Consider this fascinating experiment in the field of vocal enhancement. Subjects were asked to read a short story aloud. The recording of their performance was then altered digitally – sped up, slowed down, pitch-changed, etc. When a person listened to their own voice in one of these altered states, they perceived their own personal emotions differently each time. They reacted to a sad story when the recording was slowed down, for example.
This proves that we have the ability to manipulate emotions by altering speech. The two factors are indelibly linked, which is why voice recognition is proving to be an even more powerful tool than facial signifiers in the quest to engineer the best Emotion AI.
The Face/Feel Disconnect
When mapping an emotion AI landscape, developers must identify the expressions that equate to a given feeling. The scowl, for example, is traditionally associated with disdain or anger. According to the aforementioned study, however, subjects only scowled 30 percent of the time they were actually angry. That means that the basic input data on which AI systems rely to analyze human behavior is misleading at a rate of 70%.
This is unacceptable. There has to be a better system. Listen up…
Raise Your Voice (recognition software)
Since facial recognition has proven ill-equipped to handle the voluminous ways in which people express their emotions, voice detection must take up the slack. In fact, it’s more than just an addendum when it comes to harvesting emotional cues; voice recognition is actually a better indicator of true feelings. If not for any other reason…it is very hard to create fake intonations in your speech for an extended time.
One groundbreaking experiment tested subjects along a sliding scale of sights and sounds. While visual expression conveyed some emotional data, multi-sense communiqués offered more. Besting both methods, however, voice-only communication proved to be the most accurate mode to transmit honest human emotions.
Tell Us How You Feel
Building from these revelatory findings, the tech community is able to forge new pathways to a stronger Emotion AI paradigm. This requires more than just taking things at “face value” and going further by asking the how and why of the matter.
Humans have had millennia to contort their faces into whatever visage they choose to present the world. Maintaining a blank expression has become synonymous with strength and stability, but have we trained ourselves as thoroughly (or deceptively) to alter and suppress our voices?

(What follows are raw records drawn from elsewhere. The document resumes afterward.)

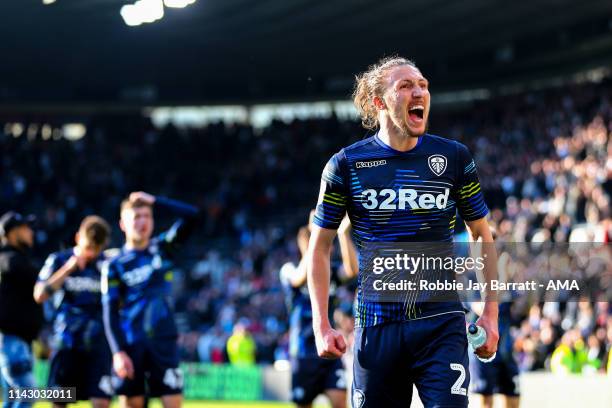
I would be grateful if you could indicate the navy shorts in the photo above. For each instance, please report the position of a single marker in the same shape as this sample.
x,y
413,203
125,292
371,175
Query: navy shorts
x,y
87,370
313,376
156,369
500,376
430,353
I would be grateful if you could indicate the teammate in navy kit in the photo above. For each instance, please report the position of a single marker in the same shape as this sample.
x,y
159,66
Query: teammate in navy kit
x,y
137,304
70,282
400,185
312,375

Even when we lie, our speech patterns belie the truth quivering just beneath the words. The frequency of our voice reveals urgency; the volume speaks to our willingness or unwillingness to be heard. Halting vocal cues, repetition, unexpected modulations – these are the hallmarks of emotion voice AI detection.
When science truly listens to the way humans speak, it can crack the proverbial code of how to assess our behavior. Your face may indicate one emotion, but tell us how you really feel…